A related thing I wonder about: as well as the variation of risk with age, we hear about increased risk if you have various other conditions -- diabetes, hypertension, etc. Many of these of course are also things that tend to appear and/or worsen with age, and it's not clear to me how the various numbers should be interpreted if you want to estimate the risk to someone with known age and known other conditions (or absence thereof).

Not quite what you were looking for but this report gives an idea of risk of various conditions:

CFR was elevated among those with preexisting comorbid conditions—10.5% for cardiovascular disease, 7.3% for diabetes, 6.3% for chronic respiratory disease, 6.0% for hypertension, and 5.6% for cancer.

I agree it would be nicer to have the combined effects of age and condition.

[-]gjm20

That's exactly what I meant by "we hear about increased risk if ...". Those figures don't do much to distinguish between e.g. "these specific conditions make it more likely to be bad, and if you're old but don't have them then you're fine" and "age makes it more likely to be bad, and if you're young but have those conditions then you're fine".

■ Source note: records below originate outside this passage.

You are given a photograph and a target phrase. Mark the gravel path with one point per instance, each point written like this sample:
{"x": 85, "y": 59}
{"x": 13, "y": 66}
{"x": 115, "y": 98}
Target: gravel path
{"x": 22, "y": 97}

Do they do anything to distinguish those possibilities? Probably. How much depends on how strongly those various conditions correlate with age. But my feeling is that e.g. cardiovascular disease is a better indication of being old than hypertension or diabetes, which I think are more likely to crop up in middle age, so the percentages feel fairly compatible with the it's-just-age hypothesis. If it were 6% for CVD and 10% for hypertension instead then I'd be more confident that there's something specifically bad about hypertension that makes COVID-19 worse.

(If I have to guess, I guess that the answer is somewhere in the middle: almost any specific health issue makes something like COVID-19 more likely to kill you, including the specific ones listed there but others too, and being older is bad because of all the ways you're likely to be less healthy if older. But who knows?)

Yes, you are stuck with predicting based on the two different models (or, as you say, something in between). For a given individual, if you use your credence in the models you can get your best guess as to the CFR via weighted average.

This has larger uncertainty than a proper analysis but until we have one it’s probably the best we can do.